Scientists at the University of East Anglia published a paper “The architecture of clonal expansions in morphologically normal tissue from cancerous and non-cancerous prostates” in Molecular Oncology that describes how prostate cancer may start to develop. The team’s research reveals that the prostate as a whole, including cells that appear normal, is different in men with prostate cancer.

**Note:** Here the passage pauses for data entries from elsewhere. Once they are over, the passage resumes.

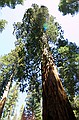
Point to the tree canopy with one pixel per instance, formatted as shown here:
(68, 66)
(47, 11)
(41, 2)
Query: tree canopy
(69, 6)
(37, 31)
(10, 3)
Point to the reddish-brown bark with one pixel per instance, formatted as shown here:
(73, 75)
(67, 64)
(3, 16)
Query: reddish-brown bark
(55, 102)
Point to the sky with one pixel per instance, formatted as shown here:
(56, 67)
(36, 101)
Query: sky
(70, 24)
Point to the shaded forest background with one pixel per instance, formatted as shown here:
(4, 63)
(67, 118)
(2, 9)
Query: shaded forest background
(20, 69)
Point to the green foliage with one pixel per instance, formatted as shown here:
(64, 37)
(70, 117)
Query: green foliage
(68, 65)
(10, 3)
(7, 68)
(2, 24)
(69, 6)
(10, 103)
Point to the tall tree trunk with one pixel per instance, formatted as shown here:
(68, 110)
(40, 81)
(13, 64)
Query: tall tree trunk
(55, 102)
(5, 94)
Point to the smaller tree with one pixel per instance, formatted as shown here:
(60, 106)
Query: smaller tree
(2, 24)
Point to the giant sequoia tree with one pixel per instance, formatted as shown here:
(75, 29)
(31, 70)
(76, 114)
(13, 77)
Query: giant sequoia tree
(33, 36)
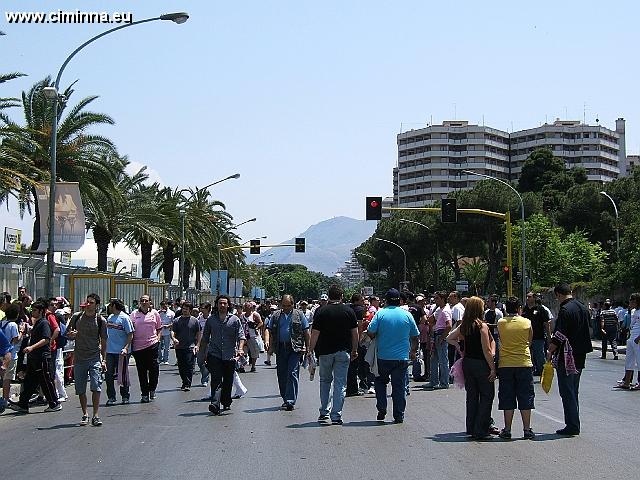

The study suggests that tissue cells throughout the entire prostate are primed and ready to develop prostate cancer. This means that it may be better to treat the whole prostate rather than only the areas in the prostate that have cancer, according to the researchers, who hope their work could help scientists better understand the causes of prostate cancer, and even prevent it altogether.

Prostate cancer cells
Prostate cancer cells, 3D illustration. [Kateryna Kon/Science Photo Library/Getty Images]
“Up to 80% of cases of prostate cancer present with multifocal independent tumor lesions leading to the concept of a field effect present in the normal prostate predisposing to cancer development. In the present study we applied Whole Genome DNA Sequencing (WGS) to a group of morphologically normal tissue (n = 51), including benign prostatic hyperplasia (BPH) and non-BPH samples, from men with and men without prostate cancer. We assess whether the observed genetic changes in morphologically normal tissue are linked to the development of cancer in the prostate,” write the investigators.

“Single nucleotide variants (P = 7.0 × 10–03, Wilcoxon rank sum test) and small insertions and deletions (indels, P = 8.7 × 10–06) were significantly higher in morphologically normal samples, including BPH, from men with prostate cancer compared to those without. The presence of subclonal expansions under selective pressure, supported by a high level of mutations, were significantly associated with samples from men with prostate cancer (P = 0.035, Fisher exact test). The clonal cell fraction of normal clones was always higher than the proportion of the prostate estimated as epithelial (P = 5.94 × 10–05, paired Wilcoxon signed rank test) which, along with analysis of primary fibroblasts prepared from BPH specimens, suggests a stromal origin.

“Constructed phylogenies revealed lineages associated with benign tissue that were completely distinct from adjacent tumor clones, but a common lineage between BPH and non-BPH morphologically normal tissues was often observed. Compared to tumors, normal samples have significantly less single nucleotide variants (P = 3.72 × 10–09, paired Wilcoxon signed rank test), have very few rearrangements and a complete lack of copy number alterations.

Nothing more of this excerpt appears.